Mas mesmo assim, é possível possa estar errado na minha análise. Ou pode ser que os efeitos nocivos das tecnologias no emprego só se vão fazer sentir daqui a uns anos. Se assim for, devemos taxar os robots e a IA ?
Esbarramos agora noutro pilar, igualmente pouco sólido. O que são exactamente robots e o que é IA? O autor não explica, indica apenas áreas onde “a (..) IA dificilmente nos poderá superar, isto é, na capacidade de inovar, de emocionar, de estabelecer padrões ético-morais ou de resolver o impossível.” Primeira nota: o impossível, nem os humanos, nem a IA consegue solucionar. Por definição de impossível. Segunda nota: já existe software e computadores capazes de fazer muita coisa nas áreas que o Ricardo da Silva parece pensar estarem reservadas ao ser humano.

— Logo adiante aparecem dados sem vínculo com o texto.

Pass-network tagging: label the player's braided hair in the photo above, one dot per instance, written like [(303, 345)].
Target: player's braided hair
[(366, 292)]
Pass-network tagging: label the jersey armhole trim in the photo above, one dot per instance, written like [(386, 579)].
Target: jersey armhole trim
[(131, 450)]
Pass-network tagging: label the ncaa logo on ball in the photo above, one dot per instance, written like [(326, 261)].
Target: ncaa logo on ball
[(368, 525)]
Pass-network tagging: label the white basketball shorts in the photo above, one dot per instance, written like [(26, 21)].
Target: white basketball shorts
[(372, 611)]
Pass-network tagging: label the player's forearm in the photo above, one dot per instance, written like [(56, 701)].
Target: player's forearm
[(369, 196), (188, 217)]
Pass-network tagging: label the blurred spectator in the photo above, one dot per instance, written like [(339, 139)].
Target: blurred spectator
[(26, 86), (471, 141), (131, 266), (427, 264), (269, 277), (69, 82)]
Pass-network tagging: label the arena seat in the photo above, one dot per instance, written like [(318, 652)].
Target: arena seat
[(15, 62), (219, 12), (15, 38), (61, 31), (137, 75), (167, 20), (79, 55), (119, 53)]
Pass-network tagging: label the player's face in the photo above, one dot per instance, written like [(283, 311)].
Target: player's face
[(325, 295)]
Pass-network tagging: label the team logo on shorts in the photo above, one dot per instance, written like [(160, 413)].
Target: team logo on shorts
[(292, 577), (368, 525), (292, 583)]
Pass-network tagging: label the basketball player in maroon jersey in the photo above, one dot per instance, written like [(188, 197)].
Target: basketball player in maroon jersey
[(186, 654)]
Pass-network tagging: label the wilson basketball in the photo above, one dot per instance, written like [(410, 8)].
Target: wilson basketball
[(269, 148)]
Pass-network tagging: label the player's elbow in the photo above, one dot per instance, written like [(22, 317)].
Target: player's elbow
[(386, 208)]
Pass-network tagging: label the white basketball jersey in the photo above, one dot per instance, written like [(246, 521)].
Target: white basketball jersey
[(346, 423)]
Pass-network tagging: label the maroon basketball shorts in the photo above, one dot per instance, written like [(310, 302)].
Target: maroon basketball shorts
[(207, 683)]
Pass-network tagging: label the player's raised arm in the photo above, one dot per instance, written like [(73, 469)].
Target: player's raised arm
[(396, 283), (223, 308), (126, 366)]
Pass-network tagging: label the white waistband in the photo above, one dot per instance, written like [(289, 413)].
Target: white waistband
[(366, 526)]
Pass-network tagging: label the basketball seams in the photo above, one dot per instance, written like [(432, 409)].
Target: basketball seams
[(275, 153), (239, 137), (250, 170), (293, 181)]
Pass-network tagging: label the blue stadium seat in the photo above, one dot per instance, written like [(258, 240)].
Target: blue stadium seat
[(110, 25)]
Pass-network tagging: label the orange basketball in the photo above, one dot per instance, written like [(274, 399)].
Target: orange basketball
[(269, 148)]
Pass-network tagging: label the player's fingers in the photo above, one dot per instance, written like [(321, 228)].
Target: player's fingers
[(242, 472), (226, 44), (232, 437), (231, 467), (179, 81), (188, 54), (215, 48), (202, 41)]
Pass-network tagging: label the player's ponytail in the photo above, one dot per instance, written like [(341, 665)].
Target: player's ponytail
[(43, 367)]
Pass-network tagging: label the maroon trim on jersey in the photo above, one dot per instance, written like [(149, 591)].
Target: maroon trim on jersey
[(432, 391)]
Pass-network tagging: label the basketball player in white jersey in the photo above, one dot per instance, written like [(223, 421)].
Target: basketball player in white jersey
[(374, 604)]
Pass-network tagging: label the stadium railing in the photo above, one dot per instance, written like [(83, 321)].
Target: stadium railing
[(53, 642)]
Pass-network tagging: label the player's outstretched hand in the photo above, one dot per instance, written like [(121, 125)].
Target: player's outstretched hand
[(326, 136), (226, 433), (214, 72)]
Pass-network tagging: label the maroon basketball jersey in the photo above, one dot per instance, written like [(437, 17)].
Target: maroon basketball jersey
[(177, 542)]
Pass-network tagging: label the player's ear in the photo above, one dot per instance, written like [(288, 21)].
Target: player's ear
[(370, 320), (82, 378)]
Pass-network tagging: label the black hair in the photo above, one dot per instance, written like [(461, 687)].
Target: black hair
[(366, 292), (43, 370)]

Não vos vou maçar com uma lista de exemplos, aponto apenas para o excelente Creativity Code que descreve computadores capazes de criar (note-se bem o verbo) música, pintura, prosa e poesia originais (note-se bem o adjetivo). E se quiserem podem também ler na primeira pessoa, a histórica derrota do Gary Kasparov num jogo de xadrez contra um computador. E nada disto é novo, já nos longínquos anos 60 foi proposto, com toda a seriedade, que os computadores substituíssem os psicólogos. Mais, hoje em dia existem computadores para substituir advogados (sim, Ricardo, advogados) e até software para substituir programadores (sim, Nelson, programadores).

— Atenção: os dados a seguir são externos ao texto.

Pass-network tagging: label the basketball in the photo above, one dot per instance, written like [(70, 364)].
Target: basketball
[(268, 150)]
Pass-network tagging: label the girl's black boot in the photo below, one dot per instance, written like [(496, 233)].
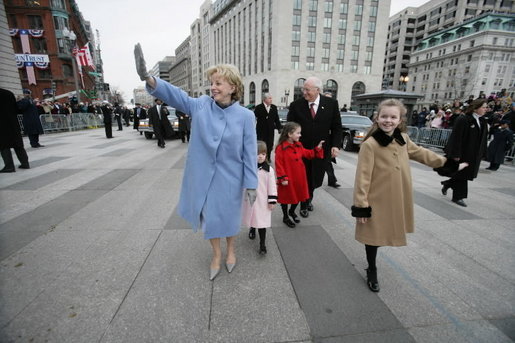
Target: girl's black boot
[(372, 281)]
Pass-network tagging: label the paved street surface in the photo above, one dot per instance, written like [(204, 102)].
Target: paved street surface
[(92, 250)]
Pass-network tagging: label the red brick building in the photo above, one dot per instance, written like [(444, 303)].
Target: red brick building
[(51, 16)]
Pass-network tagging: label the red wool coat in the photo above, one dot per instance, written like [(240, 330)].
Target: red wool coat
[(289, 166)]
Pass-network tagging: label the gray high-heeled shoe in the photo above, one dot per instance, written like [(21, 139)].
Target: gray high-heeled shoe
[(230, 266), (214, 273)]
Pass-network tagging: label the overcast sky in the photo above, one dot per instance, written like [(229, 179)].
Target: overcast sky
[(159, 25)]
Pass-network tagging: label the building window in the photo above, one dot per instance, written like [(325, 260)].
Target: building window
[(58, 4), (67, 71), (252, 93), (328, 6), (40, 45)]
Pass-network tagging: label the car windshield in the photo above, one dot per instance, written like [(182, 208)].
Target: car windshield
[(356, 120)]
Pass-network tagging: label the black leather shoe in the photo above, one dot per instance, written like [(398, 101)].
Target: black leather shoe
[(460, 202), (288, 222), (372, 282), (294, 217)]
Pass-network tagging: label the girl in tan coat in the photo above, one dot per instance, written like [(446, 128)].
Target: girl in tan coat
[(383, 195)]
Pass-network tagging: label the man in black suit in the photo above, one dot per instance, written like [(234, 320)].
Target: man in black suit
[(158, 118), (267, 121), (319, 118), (139, 113)]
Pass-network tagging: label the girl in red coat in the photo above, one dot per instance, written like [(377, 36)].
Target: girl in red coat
[(291, 173)]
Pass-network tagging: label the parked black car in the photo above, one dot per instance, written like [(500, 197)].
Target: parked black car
[(355, 127)]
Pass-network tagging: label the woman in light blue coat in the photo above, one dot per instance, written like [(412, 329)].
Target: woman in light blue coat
[(221, 161)]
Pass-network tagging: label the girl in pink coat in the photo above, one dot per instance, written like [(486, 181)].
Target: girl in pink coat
[(259, 215)]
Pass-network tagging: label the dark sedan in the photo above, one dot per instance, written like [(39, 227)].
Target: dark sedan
[(355, 127)]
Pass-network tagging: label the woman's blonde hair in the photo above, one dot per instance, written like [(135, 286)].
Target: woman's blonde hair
[(262, 147), (389, 103), (288, 128), (232, 75)]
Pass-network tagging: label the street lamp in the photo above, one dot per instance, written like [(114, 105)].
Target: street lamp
[(404, 81), (70, 38)]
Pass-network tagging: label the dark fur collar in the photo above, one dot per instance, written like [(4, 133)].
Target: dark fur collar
[(383, 139), (265, 166)]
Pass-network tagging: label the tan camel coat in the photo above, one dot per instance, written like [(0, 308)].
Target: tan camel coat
[(383, 182)]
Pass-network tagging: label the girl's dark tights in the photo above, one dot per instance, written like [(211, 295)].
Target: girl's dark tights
[(371, 251), (284, 207)]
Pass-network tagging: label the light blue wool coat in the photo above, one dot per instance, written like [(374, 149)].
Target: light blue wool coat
[(221, 161)]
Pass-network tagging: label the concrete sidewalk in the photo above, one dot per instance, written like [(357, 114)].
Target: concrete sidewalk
[(92, 250)]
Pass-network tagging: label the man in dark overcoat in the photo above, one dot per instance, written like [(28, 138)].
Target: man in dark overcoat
[(31, 124), (267, 120), (139, 113), (10, 133), (158, 118), (107, 112), (319, 118), (184, 125), (467, 143)]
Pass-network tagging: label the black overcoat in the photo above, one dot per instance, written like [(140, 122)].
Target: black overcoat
[(326, 126), (10, 132), (164, 126), (31, 123), (468, 143), (184, 121), (503, 140), (266, 123)]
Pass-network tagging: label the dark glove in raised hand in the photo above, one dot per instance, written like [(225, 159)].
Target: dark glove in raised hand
[(141, 66)]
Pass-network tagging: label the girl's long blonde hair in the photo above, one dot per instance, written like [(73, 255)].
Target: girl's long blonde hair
[(388, 103), (288, 127)]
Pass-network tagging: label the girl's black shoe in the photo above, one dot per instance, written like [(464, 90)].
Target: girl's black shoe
[(288, 222), (372, 282), (294, 217)]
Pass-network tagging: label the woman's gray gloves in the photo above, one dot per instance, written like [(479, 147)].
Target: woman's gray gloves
[(141, 66), (251, 195)]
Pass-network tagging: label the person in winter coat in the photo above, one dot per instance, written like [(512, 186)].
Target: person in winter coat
[(383, 192), (158, 118), (267, 120), (184, 126), (502, 142), (467, 143), (291, 173), (10, 134), (221, 160), (259, 215), (31, 124), (319, 118)]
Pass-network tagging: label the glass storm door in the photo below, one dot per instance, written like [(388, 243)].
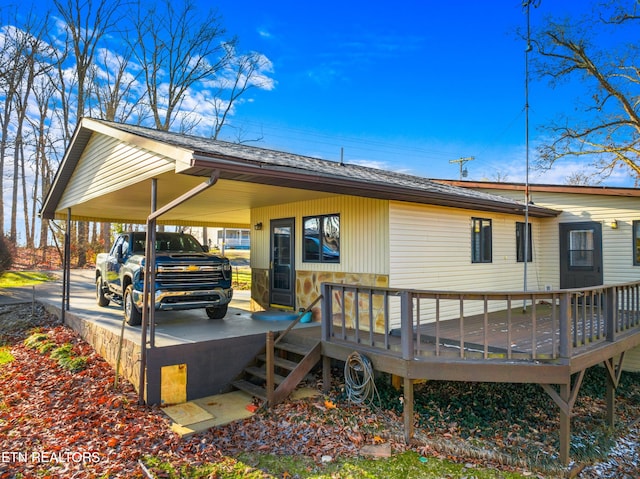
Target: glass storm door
[(580, 254), (282, 263)]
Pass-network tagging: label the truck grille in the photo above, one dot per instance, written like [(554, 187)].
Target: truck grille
[(189, 275)]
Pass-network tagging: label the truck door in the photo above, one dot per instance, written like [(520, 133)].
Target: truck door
[(113, 265)]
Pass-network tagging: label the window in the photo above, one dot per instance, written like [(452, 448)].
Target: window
[(321, 239), (636, 243), (581, 247), (481, 240), (520, 228)]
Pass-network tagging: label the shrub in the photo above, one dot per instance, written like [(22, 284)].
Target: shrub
[(6, 255)]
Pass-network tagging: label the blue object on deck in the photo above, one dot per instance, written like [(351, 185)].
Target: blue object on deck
[(274, 315)]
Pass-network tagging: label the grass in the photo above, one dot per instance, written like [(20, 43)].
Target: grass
[(253, 465), (16, 279), (5, 356), (62, 354)]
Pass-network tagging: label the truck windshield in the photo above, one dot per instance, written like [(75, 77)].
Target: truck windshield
[(168, 242)]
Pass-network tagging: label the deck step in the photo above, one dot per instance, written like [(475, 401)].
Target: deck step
[(300, 349), (250, 388), (280, 362), (262, 373)]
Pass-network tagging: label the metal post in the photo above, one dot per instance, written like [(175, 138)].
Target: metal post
[(148, 307), (150, 277)]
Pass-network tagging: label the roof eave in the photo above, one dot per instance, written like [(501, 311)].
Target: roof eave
[(242, 170)]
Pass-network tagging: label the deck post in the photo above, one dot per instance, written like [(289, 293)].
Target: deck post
[(610, 313), (327, 298), (565, 325), (326, 374), (408, 409), (611, 401), (565, 426), (406, 326), (270, 366)]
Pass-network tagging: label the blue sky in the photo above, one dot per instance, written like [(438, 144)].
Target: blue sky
[(404, 85)]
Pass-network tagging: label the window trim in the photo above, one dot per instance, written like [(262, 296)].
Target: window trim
[(320, 259), (479, 235), (636, 242), (520, 244)]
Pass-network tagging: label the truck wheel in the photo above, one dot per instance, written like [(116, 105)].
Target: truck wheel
[(131, 313), (217, 312), (101, 299)]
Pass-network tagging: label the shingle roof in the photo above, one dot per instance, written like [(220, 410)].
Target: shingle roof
[(335, 176)]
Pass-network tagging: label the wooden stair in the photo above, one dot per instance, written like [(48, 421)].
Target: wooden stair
[(293, 358)]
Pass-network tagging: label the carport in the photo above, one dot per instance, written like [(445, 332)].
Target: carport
[(128, 174)]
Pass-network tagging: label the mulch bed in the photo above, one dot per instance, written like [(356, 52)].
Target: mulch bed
[(75, 424)]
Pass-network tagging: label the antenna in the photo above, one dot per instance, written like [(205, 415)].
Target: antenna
[(526, 4), (462, 162)]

Mas mesmo se contornarmos o problema de definir exactamente o que são robots e IA, batemos de frente noutro problema: a automação está por todo o lado. A não ser que se leve uma vida de ermita num dos parques naturais que ainda não arderam, a vida moderna é impossível sem automação. Em vez de explicar como, peço ao leitor que tente imaginar a vida antes da Revolução Industrial, que começou em 1750. Ou, talvez mais fácil, a vida numa aldeia portuguesa em 1960. Quer água ? Agarre no cântaro e vá a pé, até à fonte mais perto. Quer um cântaro ? Vai até ao oleiro, e peça-lhe que lhe faça um. Quer umas calças ? Desloque-se até ao alfaite. A pé, obviamente. Quer fazer o almoço? Desenrasque-se com o que houver na arca, na salgadeira ou no fumeiro. Ou passe fome, que na altura não era assim tão incomum quanto isso.
Para que hoje tenhamos água nas torneiras, electricidade nas tomadas e Wifi para encomendar o almoço, é necessária a existência de um imenso exército de máquinas, e mais recentemente computadores, que mantêm o mundo a funcionar de forma quase automática. Deste exército, vamos taxar exactamente quais? Os sistemas de controlo das ETARs? Os routers WiFi? Os robots da Auto-Europa ? Ou talvez o computador com que muitos de nós trabalha diariamente?